Thank you so much for reading. It is greatly appreciated. Have a great evening. Peace Out, World!!!!

Bored In Day Treatment

Good Morning, World!!! I am bored half out of my mind in day treatment. I am attending day treatment as I wait for my appointment with my therapist. There is not really much to do. So, I decided to use one of the computers to blog.

Besides blogging I have been working on one of workbooks. The one that is strengths based and recovery focused. Right now I am working on courage. I don’t know about the courage thing as I do what is needed to be done to help others and my recovery.

I am missing my cat dearly right now. I am wondering what she is doing at this present moment. She is most likely taking a cat nap like she does this time of day. Either that or she is getting into shit she is not suppose to be getting into.

Thank you for reading. Peace Out, World!!!

Morning Ramblings

Good Morning, World!!! I haven’t gotten any sleep and I am okay with that as I was able to spend quality time with Lil Gertie. As tired as I am, I am grateful for the time I had with Lil Gertie. She is an awesome lil kitty.

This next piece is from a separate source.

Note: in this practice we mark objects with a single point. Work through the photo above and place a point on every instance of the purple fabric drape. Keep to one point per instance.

When I wasn’t spending time with Lil Gertie, I was doing one of my workbooks. Specifically, I was working on my Pathways to Recovery workbook. It looks at mental health recovery as a whole and how we can develop our strengths as well as some skill to be in recovery.

If you been reading my blog on the regular basis you know that my recovery means the world to me. I do workbooks to help me along my recovery process. I am not doing the workbooks to replace therapy, I am doing them in addition to therapy.

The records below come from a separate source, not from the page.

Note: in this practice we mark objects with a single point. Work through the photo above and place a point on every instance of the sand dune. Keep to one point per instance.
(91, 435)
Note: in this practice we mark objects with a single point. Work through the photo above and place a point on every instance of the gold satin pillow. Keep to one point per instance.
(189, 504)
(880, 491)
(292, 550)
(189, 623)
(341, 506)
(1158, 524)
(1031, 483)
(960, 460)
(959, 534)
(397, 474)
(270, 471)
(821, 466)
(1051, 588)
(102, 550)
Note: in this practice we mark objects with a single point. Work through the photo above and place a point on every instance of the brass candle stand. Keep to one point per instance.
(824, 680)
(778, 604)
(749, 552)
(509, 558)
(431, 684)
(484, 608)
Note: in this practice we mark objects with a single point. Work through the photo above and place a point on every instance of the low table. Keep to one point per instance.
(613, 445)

Since we are now on the topic of therapy, I am seeing my therapist today. I am seeing him for our new scheduled time for Thursdays at eleven in the morning. He is really cool and encourages me to build my support system by getting out of my box.

Something that has been helping me that last few days is scrap booking. I’m really enjoying doing it as it gives me something to do. It also gives me something to look at during the process of making it as well as when I am finished with it. When I look at it, it is helpful by giving me hope. Hope by helping me remember the good things in my life.

I think I am going to get going. I am going to watch the news and get ready for the day ahead. I hope everyone has a good day. Thank you for reading. Peace Out, World!!!

Weekly Plans

Sunday

  • Blog
  • Read (specifically books on Buddhism)
  • Print out photos of my cat, Lil Gertie
  • Paint (a picture of Lil Gertie)
  • Scrapbook
  • Relax

Monday

  • Blog
  • Read (not sure which book yet but I will read)
  • Scrapbook
  • Paint
  • Relax
  • Workbooks

Tuesday

  • Blog
  • Hearing Voices Group
  • Read
  • Workbooks

Wednesday

  • Blog
  • Read
  • Paint
  • Scrapbook
  • Relax
  • Workbooks

Thursday

  • Blog
  • Therapy
  • Read
  • Workbooks

Friday

  • Blog
  • Read
  • DBT Group
  • Workbooks
  • DBT Homework

Saturday

  • Blog
  • Training to be a co-facilitator at a Peer Run program.